We observed floor effects and no ceiling effects. This could be explained by the impression that not all cancer patients will present with severe symptoms, or their mobility/thinking functions were limitedly affected. This was also in agreement with the fact that their KPS scores in general were high. Similar observations were reported for the EORTC QLQ-BN20, where all dimensions had floor effects but no ceiling effect [33,34].

The inter-scale correlation analysis showed close correlations among the three subscales. This agreed with our hypothesis that the three subscales were non-orthogonal key aspects of HRQOL. They closely related to each other while also being able to reflect distinctive aspects of HRQOL.

Responsiveness over time was not supported when patients were stratified by their KPS changes. Several previous studies reported “lack of significant changes in scores over time” and “no significant changes in the FACT-G and FACT-Br subscales except for in the physical well-being subscale of the FACT-G” on the BrM population [3,33]. However, other reports observed increased levels of emotional distress, future uncertainty, visual disorder, motor dysfunction, seizures, drowsiness and weakness of both legs in brain cancer patients whose KPS had deteriorated [19]. Our observation on responsiveness could be a result of following factors: Certain BrM patients with rapidly deteriorating health status may be too ill to fill out questionnaires, and those who are able to complete at follow-up may have relatively high and stable HRQOL [3,17,19,35]. Additionally, the fact that palliative treatments were actively taking place between baseline and follow-up, and thus may have contributed to the declination of the summary scores [3,35].

This study should be interpreted in the context of its strengths and limitations. We had a large sample size compared to many previous studies [3,17,23,36,37,38,39]. It also met recommendations on sample size in PRO measures in the literature [40,41,42,43]. Large sample size was a direct benefit of integrating the questionnaire into the BC Cancer Prospective Outcomes and Support Initiative (POSI) system [13]. The POSI system was used across BC Cancer Agencies to collect reliable, accurate and tractable patient report outcomes, although one centre did not adopt the BC-brain questionnaire. Data was collected and managed in a systemic manner by trained staff and data grew on a daily basis. Thanks to the adoption of the EMR, demographic and treatment information was retrieved from the systems without patient involvement and thus reduced patient’s burden and avoided recall bias. One limitation of the study is the loss to follow-up.

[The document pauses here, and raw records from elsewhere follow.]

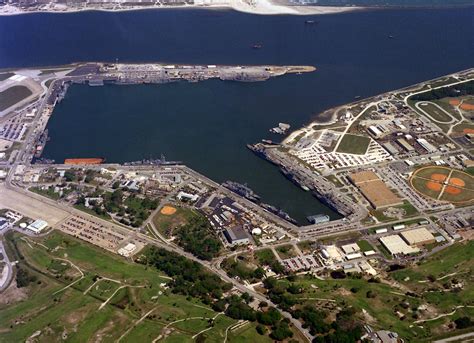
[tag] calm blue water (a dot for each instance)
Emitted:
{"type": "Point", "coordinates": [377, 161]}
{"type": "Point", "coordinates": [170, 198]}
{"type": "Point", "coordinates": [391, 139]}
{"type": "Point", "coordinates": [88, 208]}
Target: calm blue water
{"type": "Point", "coordinates": [207, 125]}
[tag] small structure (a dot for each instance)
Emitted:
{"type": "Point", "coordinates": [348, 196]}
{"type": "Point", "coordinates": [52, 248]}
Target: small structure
{"type": "Point", "coordinates": [383, 336]}
{"type": "Point", "coordinates": [127, 250]}
{"type": "Point", "coordinates": [183, 196]}
{"type": "Point", "coordinates": [236, 235]}
{"type": "Point", "coordinates": [396, 245]}
{"type": "Point", "coordinates": [398, 227]}
{"type": "Point", "coordinates": [318, 219]}
{"type": "Point", "coordinates": [353, 256]}
{"type": "Point", "coordinates": [418, 237]}
{"type": "Point", "coordinates": [350, 248]}
{"type": "Point", "coordinates": [37, 226]}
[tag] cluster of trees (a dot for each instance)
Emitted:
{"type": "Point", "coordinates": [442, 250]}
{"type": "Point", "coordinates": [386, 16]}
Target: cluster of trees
{"type": "Point", "coordinates": [344, 329]}
{"type": "Point", "coordinates": [463, 322]}
{"type": "Point", "coordinates": [236, 268]}
{"type": "Point", "coordinates": [133, 211]}
{"type": "Point", "coordinates": [197, 238]}
{"type": "Point", "coordinates": [23, 278]}
{"type": "Point", "coordinates": [462, 89]}
{"type": "Point", "coordinates": [282, 294]}
{"type": "Point", "coordinates": [191, 279]}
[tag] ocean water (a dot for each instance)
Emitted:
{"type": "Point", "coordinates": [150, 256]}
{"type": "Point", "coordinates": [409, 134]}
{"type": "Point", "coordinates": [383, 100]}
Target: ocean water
{"type": "Point", "coordinates": [207, 124]}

Loss to follow-up has been a long-standing issue in the area of patient-reported outcomes, which is also apparent in metastatic brain tumour populations [3,19,35]. Our results showed that patients not completing the questionnaire had a lower KPS, which may suggest that they were too unwell to take the questionnaire. In general, the population-based nature of this study is a particular strength with its patient coverage and generalizability.

5. Conclusions

This BC-brain questionnaire was designed to be clinically useful to guide patient care. It has good reliability and validity. It is short in length and is easy to administer without adding much patient burden in routine clinical care. It could serve as an option for a PRO instrument to measure the quality of life in BrM patients treated with radiotherapy. Future work on validation could seek to improve data collection from patients during the follow-up phase. Future research could explore the feasibility of including HRQOL in patient selection and treatment decision making for BrM patients.